—Lorenzo, ¿llevas mucho tiempo en La Voz?
—Unos cuantos años, respondió con una sonrisa pícara.
No se dio importancia. Me miró con cariño paternal y empezó a preguntarme por las flechas azarosas que me habían conducido hasta la redacción de La Voz de Asturias. Yo tenía 24 años y solo llevaba dos días en la profesión. El maestro tenía 63 años, el cuerpo lacerado por su mítica espondilitis anquilopoyética y el espíritu de un imberbe revolucionario. Viajábamos en un bus que ya será chatarra, quizá como los recuerdos, sólo que estos son más imperecederos.

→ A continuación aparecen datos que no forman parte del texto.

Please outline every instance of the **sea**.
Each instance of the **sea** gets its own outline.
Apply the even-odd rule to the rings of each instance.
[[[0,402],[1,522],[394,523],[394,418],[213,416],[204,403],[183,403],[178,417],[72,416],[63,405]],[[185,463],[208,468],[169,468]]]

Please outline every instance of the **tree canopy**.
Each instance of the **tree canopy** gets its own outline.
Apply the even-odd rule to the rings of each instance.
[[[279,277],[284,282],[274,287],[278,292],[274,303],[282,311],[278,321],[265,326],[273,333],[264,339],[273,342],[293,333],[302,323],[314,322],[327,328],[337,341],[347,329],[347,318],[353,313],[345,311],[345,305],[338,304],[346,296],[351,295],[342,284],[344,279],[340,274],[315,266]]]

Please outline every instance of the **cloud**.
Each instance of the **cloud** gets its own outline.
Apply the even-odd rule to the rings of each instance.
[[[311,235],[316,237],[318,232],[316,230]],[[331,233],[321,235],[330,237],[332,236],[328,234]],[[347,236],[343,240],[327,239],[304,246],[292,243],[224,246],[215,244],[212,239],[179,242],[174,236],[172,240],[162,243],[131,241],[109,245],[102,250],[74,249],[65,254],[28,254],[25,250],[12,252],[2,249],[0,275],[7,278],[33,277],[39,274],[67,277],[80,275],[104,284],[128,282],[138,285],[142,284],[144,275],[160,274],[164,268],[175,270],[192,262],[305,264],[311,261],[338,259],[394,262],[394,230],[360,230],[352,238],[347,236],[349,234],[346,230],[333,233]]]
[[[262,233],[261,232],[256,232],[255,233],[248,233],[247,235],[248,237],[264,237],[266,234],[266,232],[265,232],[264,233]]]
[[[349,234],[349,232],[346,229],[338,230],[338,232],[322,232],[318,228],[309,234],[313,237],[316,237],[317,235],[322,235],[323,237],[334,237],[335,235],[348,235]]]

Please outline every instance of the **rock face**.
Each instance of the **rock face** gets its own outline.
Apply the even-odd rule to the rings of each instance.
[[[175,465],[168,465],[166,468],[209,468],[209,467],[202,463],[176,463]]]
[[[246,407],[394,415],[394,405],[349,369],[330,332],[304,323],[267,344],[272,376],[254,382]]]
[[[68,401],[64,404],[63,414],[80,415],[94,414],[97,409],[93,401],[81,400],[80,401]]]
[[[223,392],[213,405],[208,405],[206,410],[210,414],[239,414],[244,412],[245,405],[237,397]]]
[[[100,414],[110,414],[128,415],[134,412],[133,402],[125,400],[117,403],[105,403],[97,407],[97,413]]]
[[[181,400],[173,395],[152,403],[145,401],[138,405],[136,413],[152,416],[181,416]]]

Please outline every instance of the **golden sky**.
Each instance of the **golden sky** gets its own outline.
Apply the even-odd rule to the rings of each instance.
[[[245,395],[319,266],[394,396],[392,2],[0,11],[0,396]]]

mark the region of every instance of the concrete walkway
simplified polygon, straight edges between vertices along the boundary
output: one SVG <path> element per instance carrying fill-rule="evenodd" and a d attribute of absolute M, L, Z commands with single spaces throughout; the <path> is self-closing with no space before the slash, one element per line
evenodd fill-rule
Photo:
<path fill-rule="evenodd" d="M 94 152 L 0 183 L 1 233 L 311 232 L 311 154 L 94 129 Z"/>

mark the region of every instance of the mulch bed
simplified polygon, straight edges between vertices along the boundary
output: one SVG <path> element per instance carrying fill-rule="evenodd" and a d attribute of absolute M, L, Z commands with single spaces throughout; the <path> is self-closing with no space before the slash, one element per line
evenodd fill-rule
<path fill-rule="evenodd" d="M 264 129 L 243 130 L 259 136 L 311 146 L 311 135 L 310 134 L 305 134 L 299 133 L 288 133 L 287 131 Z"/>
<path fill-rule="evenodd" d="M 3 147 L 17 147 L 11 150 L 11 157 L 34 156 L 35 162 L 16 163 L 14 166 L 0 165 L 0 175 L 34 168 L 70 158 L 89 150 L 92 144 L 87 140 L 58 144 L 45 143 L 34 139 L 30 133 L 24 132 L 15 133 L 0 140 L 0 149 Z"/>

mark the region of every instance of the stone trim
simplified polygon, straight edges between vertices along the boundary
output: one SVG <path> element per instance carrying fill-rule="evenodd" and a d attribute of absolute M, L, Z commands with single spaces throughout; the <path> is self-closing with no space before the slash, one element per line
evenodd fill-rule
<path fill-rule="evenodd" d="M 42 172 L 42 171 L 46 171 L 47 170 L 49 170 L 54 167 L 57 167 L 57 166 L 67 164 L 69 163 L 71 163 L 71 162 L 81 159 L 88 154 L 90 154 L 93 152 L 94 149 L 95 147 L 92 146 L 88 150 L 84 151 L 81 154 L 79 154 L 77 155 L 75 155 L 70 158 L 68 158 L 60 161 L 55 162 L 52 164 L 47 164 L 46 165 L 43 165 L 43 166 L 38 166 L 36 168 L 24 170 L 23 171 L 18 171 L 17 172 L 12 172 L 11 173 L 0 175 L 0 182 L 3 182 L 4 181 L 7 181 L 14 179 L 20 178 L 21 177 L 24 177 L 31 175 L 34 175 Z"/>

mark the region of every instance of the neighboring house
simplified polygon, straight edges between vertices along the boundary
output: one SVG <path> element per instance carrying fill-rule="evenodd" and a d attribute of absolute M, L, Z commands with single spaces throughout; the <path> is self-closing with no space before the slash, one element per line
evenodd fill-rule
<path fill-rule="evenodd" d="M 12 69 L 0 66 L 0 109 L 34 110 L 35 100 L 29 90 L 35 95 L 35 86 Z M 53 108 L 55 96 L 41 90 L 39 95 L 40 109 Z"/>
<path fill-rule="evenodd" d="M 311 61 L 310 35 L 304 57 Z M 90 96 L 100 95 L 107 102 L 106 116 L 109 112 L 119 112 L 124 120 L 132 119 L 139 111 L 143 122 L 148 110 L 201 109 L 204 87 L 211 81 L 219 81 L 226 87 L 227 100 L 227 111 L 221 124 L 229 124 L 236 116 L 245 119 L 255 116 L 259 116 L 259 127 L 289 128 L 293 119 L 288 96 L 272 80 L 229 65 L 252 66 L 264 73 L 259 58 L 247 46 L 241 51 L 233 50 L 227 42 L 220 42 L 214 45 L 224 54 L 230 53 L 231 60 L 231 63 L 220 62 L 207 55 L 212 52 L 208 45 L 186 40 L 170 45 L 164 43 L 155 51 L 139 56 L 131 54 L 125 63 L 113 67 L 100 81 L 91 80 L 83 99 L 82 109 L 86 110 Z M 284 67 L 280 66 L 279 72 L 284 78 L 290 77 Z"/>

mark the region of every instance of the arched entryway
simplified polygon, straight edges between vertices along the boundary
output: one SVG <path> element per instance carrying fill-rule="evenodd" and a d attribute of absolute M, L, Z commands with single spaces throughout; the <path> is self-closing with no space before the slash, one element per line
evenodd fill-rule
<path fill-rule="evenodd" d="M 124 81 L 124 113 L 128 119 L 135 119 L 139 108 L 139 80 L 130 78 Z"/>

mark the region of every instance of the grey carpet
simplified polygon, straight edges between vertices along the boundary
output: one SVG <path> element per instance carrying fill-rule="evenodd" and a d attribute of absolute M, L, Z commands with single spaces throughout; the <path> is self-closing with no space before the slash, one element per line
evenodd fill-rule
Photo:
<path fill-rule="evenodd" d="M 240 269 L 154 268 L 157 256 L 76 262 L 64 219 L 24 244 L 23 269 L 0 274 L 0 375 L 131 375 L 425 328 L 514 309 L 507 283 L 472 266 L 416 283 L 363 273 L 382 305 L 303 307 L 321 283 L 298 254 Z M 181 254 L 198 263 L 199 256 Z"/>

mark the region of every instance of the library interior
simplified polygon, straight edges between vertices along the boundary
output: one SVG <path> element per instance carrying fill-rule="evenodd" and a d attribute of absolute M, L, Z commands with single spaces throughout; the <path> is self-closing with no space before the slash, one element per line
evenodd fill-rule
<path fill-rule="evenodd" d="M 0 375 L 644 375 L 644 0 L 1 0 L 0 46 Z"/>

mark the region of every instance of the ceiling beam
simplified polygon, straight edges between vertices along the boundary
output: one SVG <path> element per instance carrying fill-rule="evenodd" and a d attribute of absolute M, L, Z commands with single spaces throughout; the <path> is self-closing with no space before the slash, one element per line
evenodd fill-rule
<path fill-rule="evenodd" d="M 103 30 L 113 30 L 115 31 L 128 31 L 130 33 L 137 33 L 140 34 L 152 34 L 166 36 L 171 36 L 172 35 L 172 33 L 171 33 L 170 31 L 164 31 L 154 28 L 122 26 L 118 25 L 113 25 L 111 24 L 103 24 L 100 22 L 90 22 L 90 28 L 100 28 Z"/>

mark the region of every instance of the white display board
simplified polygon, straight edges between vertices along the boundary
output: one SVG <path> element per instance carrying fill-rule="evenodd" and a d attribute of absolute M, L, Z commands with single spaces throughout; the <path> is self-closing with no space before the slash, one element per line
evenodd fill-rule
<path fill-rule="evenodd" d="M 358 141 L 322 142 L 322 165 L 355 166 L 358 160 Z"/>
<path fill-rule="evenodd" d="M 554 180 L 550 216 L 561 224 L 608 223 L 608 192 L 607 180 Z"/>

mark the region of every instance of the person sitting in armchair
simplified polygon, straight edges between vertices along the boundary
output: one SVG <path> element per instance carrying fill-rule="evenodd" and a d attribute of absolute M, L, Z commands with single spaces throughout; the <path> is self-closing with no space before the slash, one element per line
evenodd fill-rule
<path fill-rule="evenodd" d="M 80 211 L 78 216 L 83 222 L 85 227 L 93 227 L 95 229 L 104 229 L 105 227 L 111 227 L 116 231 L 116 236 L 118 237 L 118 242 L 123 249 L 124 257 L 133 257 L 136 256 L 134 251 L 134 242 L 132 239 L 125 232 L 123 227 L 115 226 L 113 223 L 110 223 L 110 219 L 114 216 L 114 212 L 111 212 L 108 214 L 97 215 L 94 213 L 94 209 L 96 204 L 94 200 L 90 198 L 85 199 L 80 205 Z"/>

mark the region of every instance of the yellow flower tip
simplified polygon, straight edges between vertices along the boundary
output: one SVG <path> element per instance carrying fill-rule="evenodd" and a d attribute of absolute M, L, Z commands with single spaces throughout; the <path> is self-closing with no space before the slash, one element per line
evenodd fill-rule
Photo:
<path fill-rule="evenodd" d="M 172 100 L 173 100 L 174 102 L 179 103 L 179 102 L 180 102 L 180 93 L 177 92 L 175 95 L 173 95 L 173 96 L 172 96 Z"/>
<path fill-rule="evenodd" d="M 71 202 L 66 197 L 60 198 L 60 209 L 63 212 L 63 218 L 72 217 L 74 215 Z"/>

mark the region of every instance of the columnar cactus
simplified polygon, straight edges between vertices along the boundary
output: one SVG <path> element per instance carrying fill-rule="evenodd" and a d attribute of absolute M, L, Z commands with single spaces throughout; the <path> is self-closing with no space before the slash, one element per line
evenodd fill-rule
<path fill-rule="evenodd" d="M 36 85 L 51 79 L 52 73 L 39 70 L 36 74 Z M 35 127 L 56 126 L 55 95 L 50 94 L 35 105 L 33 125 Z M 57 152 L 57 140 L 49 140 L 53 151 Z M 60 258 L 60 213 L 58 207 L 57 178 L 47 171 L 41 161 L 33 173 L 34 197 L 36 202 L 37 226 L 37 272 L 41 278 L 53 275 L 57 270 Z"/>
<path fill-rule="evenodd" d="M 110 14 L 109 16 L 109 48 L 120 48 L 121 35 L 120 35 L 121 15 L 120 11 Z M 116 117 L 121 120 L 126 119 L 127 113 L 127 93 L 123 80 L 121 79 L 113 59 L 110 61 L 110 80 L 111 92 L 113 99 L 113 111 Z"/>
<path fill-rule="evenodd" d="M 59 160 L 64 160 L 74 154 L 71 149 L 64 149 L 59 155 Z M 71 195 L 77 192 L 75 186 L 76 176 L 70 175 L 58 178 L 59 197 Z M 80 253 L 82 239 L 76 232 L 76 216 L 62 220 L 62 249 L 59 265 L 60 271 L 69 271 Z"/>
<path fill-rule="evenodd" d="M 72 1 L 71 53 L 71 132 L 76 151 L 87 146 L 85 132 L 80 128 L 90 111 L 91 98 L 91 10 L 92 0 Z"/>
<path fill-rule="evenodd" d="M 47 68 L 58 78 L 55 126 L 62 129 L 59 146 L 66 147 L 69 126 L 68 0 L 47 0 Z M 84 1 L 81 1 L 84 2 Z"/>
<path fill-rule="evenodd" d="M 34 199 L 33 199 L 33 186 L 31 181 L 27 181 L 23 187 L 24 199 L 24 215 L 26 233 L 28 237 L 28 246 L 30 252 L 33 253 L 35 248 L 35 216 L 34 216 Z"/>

Durante los siguientes cinco años que compartí redacción con Lorenzo en La Voz de Asturias, cruciales en mi vida profesional, aprendí el oficio a base de jornadas extenuantes y de las lecciones de mis mayores: las conversaciones con Lorenzo, los consejos de Faustino Álvarez, los artículos de Orlando Sanz. Somos esculpidos por quienes nos preceden, en un proceso de transmisión de conocimiento lento, fatigoso, pero eficaz. Esa es la gran herencia de Lorenzo, su magisterio fértil. La semilla que sembró en nosotros.
Tiempo después de aquel viaje iniciático en la línea 2 de autobuses, comprendí la dimensión de Lorenzo. Era un coloso aunque él no lo sabía. Un ilustrado riosellano a lo Agustín Argüelles, un rojo impenitente, un dandi recalcitrante. Un músico del periodismo: cada día ofrecía un recital de máquina de escribir que reverberaba en el silencio de silicio de los pecés. Confieso que le espiaba casi a diario, de soslayo, en la redacción. Como podría observar a Von Karajan o a Solti antes de poner en marcha la maquinaria de sus filarmónicas. Lorenzo reflexionaba en silencio mirando fijamente las teclas con las manos en la mesa hasta que repentinamente arrancaba la serenata y las palabras fluían: el milagro del periodismo. Hizo de la entrevista periodística un noble arte: me repitió muchas veces que debía ser un diálogo, que había que ir al fondo del entrevistado, que la entrevista solo podía cuajar como conversación.
El raposu
Dicen que murió el raposu, Lorenzo. Una columna afilada y alegórica publicada en La Voz de Asturias en el tardofranquismo haciendo mención a los rumores que daban por hecha la muerte del dictador le costó una larga suspensión de empleo en 1970 a manos de los censores y del gobernador civil Mateu de Ros. «Dicen que murió el raposu/ camín de la romería./ Que Dios lo tenga en su gloria,/ que buenas gallinas comía…». En la grisura de la dictadura su valentía se hizo legendaria y cuando le recordaba esas rimas 20 años después, Lorenzo sonreía con sorna y callaba con la discreción que siempre le caracterizó. A su padre le habían fusilado por republicano y de esa orfandad, de la que Lorenzo apenas hablaba, nació una ética izquierdista que nunca abandonó. En El rojo color de la memoria, su autobiografía publicada por Trea, Cordero nos dejó claves casi freudianas de una juventud traumática, de la que consiguió rehacerse.
¿Era rojo? Hasta la médula. Creía que el comunismo no había fracasado, simplemente no se había desarrollado aún: la sociedad utópica estaba por llegar. La sociedad justa llegará, me decía. Esperaremos con paciencia, Lorenzo.
Dicen que ha muerto Lorenzo Cordero a los 96 años, riosellano, periodista y maestro de periodistas. Pero todos sabemos que de alguna manera sigue vivo, como la esperanza.